La ciencia y la tecnología han abierto espacios de investigación para entender las funciones fisiológicas que originan la conciencia y el lenguaje. La curiosidad del hombre por saber y su intervención en todos los asuntos que le sean posibles, desde las disciplinas de especialización que ha desarrollado, le llevan por muchos caminos que tiene que unir para alcanzar una comprensión compleja e interdisciplinaria.
En los últimos años los campos de la ciencia cognitiva, la neurofisiología, acompañada de las imágenes cerebrales obtenidas por medio de la tecnología aplicada, comenzaron un sólido debate sobre la conciencia. Filósofos, biólogos, psicólogos, psiquiatras y neurocientíficos discuten desde diferentes puntos de vista los misterios de la conciencia, pero se han puesto de acuerdo en que la conciencia tiene su asiento en el cerebro. Con esta conclusión, el problema pierde su estatus especulativo y se convierte en una tarea experimental.

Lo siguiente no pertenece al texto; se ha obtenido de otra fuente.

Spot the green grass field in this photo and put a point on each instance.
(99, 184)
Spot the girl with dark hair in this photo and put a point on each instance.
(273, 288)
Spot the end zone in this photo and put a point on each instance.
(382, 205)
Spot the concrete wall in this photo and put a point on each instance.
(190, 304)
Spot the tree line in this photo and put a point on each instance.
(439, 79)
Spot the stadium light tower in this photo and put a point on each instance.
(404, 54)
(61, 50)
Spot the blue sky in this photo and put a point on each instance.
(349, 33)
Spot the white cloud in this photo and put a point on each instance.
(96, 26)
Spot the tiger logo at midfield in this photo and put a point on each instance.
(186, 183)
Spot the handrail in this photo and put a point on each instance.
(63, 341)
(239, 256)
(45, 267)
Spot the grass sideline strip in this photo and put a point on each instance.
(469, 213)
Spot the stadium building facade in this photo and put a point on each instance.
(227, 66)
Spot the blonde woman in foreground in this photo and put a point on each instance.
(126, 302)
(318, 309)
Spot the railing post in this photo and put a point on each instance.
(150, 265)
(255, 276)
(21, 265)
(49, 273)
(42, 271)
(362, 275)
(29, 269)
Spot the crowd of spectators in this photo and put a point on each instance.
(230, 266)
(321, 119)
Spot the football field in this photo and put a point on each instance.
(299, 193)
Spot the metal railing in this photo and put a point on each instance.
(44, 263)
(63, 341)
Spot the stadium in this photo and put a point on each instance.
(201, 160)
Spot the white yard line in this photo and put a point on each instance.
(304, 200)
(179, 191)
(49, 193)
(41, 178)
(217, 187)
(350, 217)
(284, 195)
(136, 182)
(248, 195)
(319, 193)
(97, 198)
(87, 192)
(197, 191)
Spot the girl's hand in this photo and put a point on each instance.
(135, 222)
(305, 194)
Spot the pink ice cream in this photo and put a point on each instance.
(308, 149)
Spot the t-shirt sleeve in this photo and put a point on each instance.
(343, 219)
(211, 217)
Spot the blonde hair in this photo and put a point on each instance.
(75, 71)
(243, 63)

No se duda, quizá, de que la conciencia se origine en los complicados procesos del cerebro, pero se investiga la experiencia psicológica que se genera en los entramados neurales. Stanislas Dehaene en “La conciencia en el cerebro”, Siglo XXI, Argentina, 2015, hace estas interesantes reflexiones: ¿Por qué algunas de
nuestras sensaciones se vuelven percepciones conscientes mientras que otras siguen siendo inconscientes? ¿Cómo fue que el estudio de la conciencia se convirtió en una ciencia?
Muchos experimentos simples –continúa Dehaene– permitieron crear contrastes mínimos entre la percepción consciente y la inconsciente, haciendo que una imagen se vuelva visible o invisible bajo un completo control experimental. Así, se vuelve crucial registrar la introspección de quien ve las imágenes, porque define los contenidos de la conciencia. Por último, se obtiene un programa de investigación simple: una búsqueda de los mecanismos objetivos que explican los estados subjetivos, los “sellos” o las “marcas” sistemáticas de la actividad cerebral que señalan la transición de la inconciencia a la conciencia.
Barack Obama, al anunciar la “Iniciativa Brain” el 2 de abril de 2013, dijo: «Como humanos, podemos identificar galaxias que están a años luz de distancia, estudiar partículas más pequeñas que un átomo, pero todavía no hemos desentrañado el misterio de ese kilo y medio de materia situada entre nuestras orejas».